GMA 7 had delayed by one week the airing of "The Probe Team" report on the lifestyle check on Genuino. The network cited lack of supporting documents as the reason for the delay.

The Pagcor episode led to the cutting of the 16-year ties between GMA 7 and "The Probe Team." The program will air its final episode on GMA 7 on Nov. 25.

In a letter to GMA 7 president Felipe Gozon, Lazaro insisted the Pagcor report on "The Probe Team" could stand and that "the final version" aired on Sept. 23 did not need additional documents because "The Probe Team" had the documents GMA 7 wanted from the very start.

Lazaro added that the original version was the same as the version allowed to air the following week.

Raquel, however, said that the story was aired because it was "qualified" and not because it was complete as "Probe" claimed.

"Due to GMA's prodding, TPT ('The Probe Team') dug deeper, amassing enough information to have a second report on the background of Genuino," he said. "This second report did not exist in the original version of the script."

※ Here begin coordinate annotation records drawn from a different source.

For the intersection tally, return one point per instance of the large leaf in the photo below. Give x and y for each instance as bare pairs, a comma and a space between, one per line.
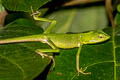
65, 69
19, 61
101, 59
78, 19
23, 5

It was only after Probe revised the script that GMA 7 allowed it to be aired, according to Raquel.

Lazaro claimed there were other instances when GMA 7 and president Gozon had tried to stop the airing of the story.

She said Probe received three calls from lawyer Junjun Tupas, a member of the law firm headed by Gozon, lobbying in behalf of Genuino.

"(Tupas) said he was from your law office," Lazaro said in a letter to Gozon, "and was calling as a friend of Pagcor. (This) led us to believe that the action of GMA Network Inc. not to air the episode was its way of giving in to the pressure of Mr. Genuino."

Gozon said Tupas called Probe without his knowledge and consent. He said he instructed Tupas not to talk to Probe again.

"Even at that time, I already told Tupas that if Probe were able to adequately support its charges against Genuino, there was nothing I could or would do (to stop it)," Gozon said.

Tupas has no say or influence in GMA Network Inc., Gozon pointed out.

Lazaro said that "many hours" before network executives informed her, Genuino already knew -- from a Pagcor insider -- that GMA 7 would ax the multi-awarded telemagazine show and suspend its reporter, Bernadette Sembrano, who had researched and presented the Pagcor episode.

But Raquel said it was impossible for Pagcor employees to know in advance that the Pagcor episode would not be shown. He said GMA executives were until the last hours of Sept. 15 trying to find out how the episode could be allowed to air.

On Nov. 3, GMA 7 said it had decided to end its partnership with Probe "because of obvious loss of trust and difference in program standards."

"We do not begrudge 'The Probe Team' for trying to defend itself," Gozon said. "But we simply cannot allow it to do so at the expense of GMA 7's image, integrity, and credibility."

Lazaro said Probe Productions is ending "The Probe Team" on GMA 7 knowing "that we served the public good without sacrificing our integrity for 16 years."